From "The Coronavirus Crisis Reveals New York at Its Best and Worst/In a time of containment, the city searches for a way forward" by Adam Gopnik (in The New Yorker).
Here's "The Plague" by Albert Camus, in case you don't already have it and you want to read/reread it. I just put it in my Kindle (though I have read it twice, quite a while back, including that time in high school French class).
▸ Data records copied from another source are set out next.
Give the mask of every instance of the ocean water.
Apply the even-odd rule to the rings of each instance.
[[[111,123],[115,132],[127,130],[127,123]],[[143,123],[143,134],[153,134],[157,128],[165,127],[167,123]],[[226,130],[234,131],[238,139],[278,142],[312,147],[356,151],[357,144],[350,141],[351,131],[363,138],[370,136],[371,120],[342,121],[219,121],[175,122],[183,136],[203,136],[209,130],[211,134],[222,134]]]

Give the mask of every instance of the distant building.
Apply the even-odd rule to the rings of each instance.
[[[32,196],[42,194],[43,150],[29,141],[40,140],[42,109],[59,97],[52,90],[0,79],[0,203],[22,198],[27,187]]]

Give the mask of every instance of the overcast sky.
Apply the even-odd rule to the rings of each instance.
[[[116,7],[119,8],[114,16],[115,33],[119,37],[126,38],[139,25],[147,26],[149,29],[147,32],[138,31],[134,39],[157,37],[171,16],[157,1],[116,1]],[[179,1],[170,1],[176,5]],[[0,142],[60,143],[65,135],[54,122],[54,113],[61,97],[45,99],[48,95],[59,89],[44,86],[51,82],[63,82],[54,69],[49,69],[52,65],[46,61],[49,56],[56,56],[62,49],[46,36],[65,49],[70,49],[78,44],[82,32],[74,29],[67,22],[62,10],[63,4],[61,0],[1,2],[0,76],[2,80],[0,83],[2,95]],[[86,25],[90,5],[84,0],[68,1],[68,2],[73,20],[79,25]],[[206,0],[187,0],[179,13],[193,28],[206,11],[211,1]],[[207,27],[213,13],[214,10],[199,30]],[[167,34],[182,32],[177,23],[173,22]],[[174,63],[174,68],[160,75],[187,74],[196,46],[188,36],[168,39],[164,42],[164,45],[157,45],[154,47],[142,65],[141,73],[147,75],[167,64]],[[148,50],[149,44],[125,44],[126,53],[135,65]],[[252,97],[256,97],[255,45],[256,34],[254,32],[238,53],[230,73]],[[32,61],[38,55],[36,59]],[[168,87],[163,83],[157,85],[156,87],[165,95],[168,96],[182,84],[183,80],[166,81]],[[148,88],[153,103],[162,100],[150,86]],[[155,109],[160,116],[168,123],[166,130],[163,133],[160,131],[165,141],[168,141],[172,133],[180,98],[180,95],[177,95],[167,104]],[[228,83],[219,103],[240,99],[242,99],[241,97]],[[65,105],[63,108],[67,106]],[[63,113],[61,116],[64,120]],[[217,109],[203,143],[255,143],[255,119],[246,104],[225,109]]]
And here's the Giacometti sculpture I'm 99% sure Gopnik had in mind:

It's "Piazza" (a familiar sight at the Guggenheim in NYC). And here's sculptor's explanation:
"In the street people astound and interest me more than any sculpture or painting. Every second the people stream together and go apart, then they approach each other to get closer to one another. They unceasingly form and re-form living compositions in unbelievable complexity.... It’s the totality of this life that I want to reproduce in everything I do...."So Giacometti did not think his figures were — as Gopnik put it — "walking but never intersecting." Giacometti saw the figures streaming together, then going apart, then approaching again. The artist was not — as Gopnik saw it — "see[ing] what cities aren’t." That is, the writer was seeing what the sculptor was not.
Giacometti was seeing what cities are — in times of plague and normal times — a living, moving, continual coming together and moving apart. We're in an apart phase, but we are together in our hearts, and we are keeping the city — the civilization — alive.